Responsable de la formation professionnelle au conseil régional d’Aquitaine après une activité en entreprise, A. de Brugière présente deux réalisations :

 

- Dans des locaux utilisés pour la formation professionnelle fermés par l’armée, un partenariat entre la région, les industriels de l’aéronautique, le rectorat et les organismes de formation a créé un centre de compétences d’excellence pour les métiers de la maintenance aéronautique, avec un rôle d’entraînement pour les autres entreprises de la région. Ce projet qui représente un investissement de 24 millions d'€, en grande partie financé par la région, a accès au grand emprunt et son budget annuel de fonctionnement est de 3,5 millions d’€. Il réunit sur un seul site toutes les voies de formation (formation initiale scolaire, apprentissage, formation continue, formation des formateurs) et vise à former aux métiers de l’aéronautique à tous les niveaux (CAP, bacs professionnels, BTS, diplômes d’ingénieurs avec Sup Aéro comme partie prenante). Il concerne tant les activités civiles que de défense et se tourne aussi vers la formation d’acteurs à l’étranger. Cet exemple suscite l’intérêt d’autres branches comme l’agroalimentaire, le bois et les métiers d’art.

 

-  Pour les jeunes les plus éloignés de l’emploi, des chantiers-école qualification leur sont proposés sur des projets très concrets correspondant à des besoins des municipalités et débouchant sur une qualification. 10 à 15 jeunes sont encadrés pendant 8 mois par les entreprises réalisant ces travaux et par une structure de formation qui délivre leur qualification. 80 chantiers de ce type sont en cours, constituant une sorte d’école de la 2ème chance.

 

Ces exemples montrent la nécessité d’une bonne coopération d’une part entre l’Etat et la région dans le respect de leurs compétences, d’autre part entre les entreprises et les structures de formation, pour mettre au point les formations correspondant aux besoins des entreprises et y attirer les jeunes ou les demandeurs d’emploi. « La formation professionnelle, il en faut mais il faut aussi des entrepreneurs », dit A. de Brugière.

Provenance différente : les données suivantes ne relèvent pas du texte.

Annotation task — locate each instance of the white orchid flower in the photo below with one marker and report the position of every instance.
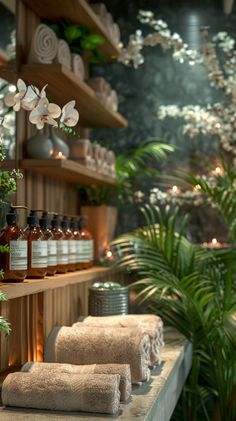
(43, 113)
(32, 97)
(26, 97)
(14, 100)
(70, 115)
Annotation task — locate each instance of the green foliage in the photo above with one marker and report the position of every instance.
(194, 290)
(80, 39)
(221, 191)
(129, 166)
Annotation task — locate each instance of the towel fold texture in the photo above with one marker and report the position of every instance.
(63, 55)
(149, 323)
(82, 345)
(77, 66)
(63, 391)
(44, 45)
(123, 370)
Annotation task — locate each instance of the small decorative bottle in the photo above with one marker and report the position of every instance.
(68, 237)
(85, 245)
(37, 248)
(51, 243)
(62, 245)
(77, 237)
(14, 261)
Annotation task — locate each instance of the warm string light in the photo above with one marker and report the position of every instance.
(174, 190)
(59, 155)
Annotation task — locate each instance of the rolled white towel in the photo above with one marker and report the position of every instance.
(63, 55)
(44, 45)
(77, 66)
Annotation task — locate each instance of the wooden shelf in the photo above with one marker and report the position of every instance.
(8, 73)
(34, 286)
(64, 85)
(76, 11)
(63, 169)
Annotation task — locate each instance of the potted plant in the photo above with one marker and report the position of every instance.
(102, 203)
(193, 289)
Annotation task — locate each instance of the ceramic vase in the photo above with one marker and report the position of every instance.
(39, 146)
(60, 148)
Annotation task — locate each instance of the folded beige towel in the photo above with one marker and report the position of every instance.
(82, 345)
(149, 323)
(44, 45)
(63, 391)
(50, 368)
(63, 55)
(77, 66)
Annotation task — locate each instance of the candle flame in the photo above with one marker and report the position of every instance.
(218, 171)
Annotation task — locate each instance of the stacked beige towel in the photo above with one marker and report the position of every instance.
(63, 391)
(63, 55)
(77, 65)
(82, 345)
(44, 45)
(149, 323)
(50, 368)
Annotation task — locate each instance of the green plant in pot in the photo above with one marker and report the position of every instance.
(7, 187)
(80, 40)
(194, 290)
(102, 203)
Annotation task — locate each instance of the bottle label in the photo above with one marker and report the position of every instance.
(72, 251)
(85, 251)
(39, 254)
(62, 252)
(18, 255)
(52, 252)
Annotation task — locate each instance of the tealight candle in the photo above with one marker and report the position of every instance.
(214, 243)
(59, 155)
(174, 190)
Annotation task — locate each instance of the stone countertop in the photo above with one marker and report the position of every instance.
(153, 401)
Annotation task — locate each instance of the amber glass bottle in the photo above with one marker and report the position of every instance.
(14, 262)
(85, 245)
(68, 233)
(37, 248)
(62, 246)
(74, 228)
(51, 243)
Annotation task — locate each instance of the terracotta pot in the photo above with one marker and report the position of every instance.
(101, 222)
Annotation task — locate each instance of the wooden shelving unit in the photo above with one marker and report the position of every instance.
(63, 86)
(62, 169)
(35, 286)
(76, 11)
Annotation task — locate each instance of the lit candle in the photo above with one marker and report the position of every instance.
(174, 190)
(59, 155)
(218, 170)
(214, 243)
(197, 187)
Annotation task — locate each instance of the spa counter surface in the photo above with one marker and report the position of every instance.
(154, 401)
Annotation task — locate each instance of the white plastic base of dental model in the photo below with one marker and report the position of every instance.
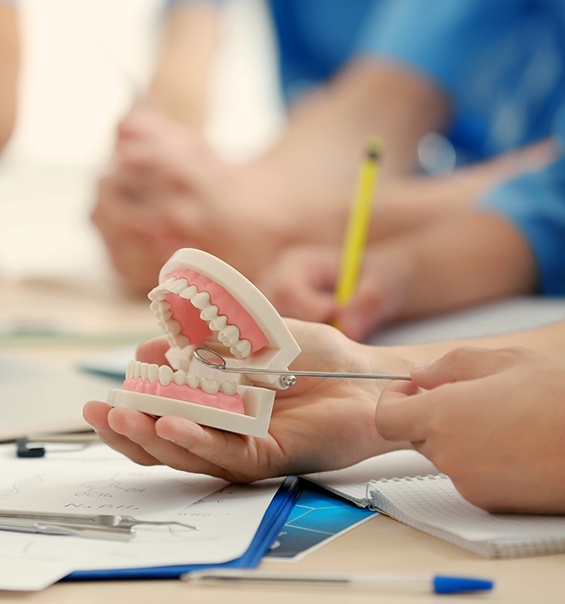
(258, 404)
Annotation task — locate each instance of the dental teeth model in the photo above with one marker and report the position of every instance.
(203, 302)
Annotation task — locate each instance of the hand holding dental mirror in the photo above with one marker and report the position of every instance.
(288, 378)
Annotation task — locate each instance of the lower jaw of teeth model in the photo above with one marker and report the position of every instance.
(203, 302)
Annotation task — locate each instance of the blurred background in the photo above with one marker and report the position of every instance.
(83, 64)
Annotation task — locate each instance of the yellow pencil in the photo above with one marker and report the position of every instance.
(358, 225)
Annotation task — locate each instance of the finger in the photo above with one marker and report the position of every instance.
(142, 431)
(96, 414)
(463, 364)
(400, 412)
(224, 454)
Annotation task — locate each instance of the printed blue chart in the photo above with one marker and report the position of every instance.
(317, 516)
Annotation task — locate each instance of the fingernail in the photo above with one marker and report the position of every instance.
(420, 367)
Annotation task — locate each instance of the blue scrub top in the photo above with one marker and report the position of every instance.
(501, 62)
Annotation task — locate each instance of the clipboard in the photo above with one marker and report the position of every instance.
(274, 519)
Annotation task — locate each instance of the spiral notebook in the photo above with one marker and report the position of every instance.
(428, 501)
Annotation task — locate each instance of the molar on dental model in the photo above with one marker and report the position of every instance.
(203, 302)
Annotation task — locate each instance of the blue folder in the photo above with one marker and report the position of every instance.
(274, 519)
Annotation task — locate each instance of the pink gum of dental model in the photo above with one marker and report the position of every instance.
(239, 405)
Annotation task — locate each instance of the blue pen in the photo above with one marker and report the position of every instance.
(438, 584)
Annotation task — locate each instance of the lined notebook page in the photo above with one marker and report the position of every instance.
(433, 504)
(351, 483)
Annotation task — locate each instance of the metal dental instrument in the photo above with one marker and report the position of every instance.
(288, 378)
(101, 526)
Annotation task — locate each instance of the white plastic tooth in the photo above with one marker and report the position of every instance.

Il donne l’exemple de l’école de formation de Repetto montée avec l’aide de la région et le retour d’anciens pour transmettre leur savoir-faire. « Il faut valoriser l’effort de formation des entreprises », dit M. Destouches, « alors qu’on ne classe plus les entreprises en fonction du nombre de leurs salariés mais de leur chiffre d’affaires ». La notion de formation-« bidon » semble dépassée.

 

En conclusion, il est souligné l’importance de l’orientation et d’une bonne formation des orienteurs, mais aussi de l’écoute, du temps consacré à la personne, de la bienveillance, de l’accueil aussi bien de la part des orienteurs en milieu scolaire que du personnel de Pôle emploi ou des entreprises elles-mêmes. « Attention aux structures, le besoin de contact est primordial », dit M. Destouches. Et ce entre tous les acteurs.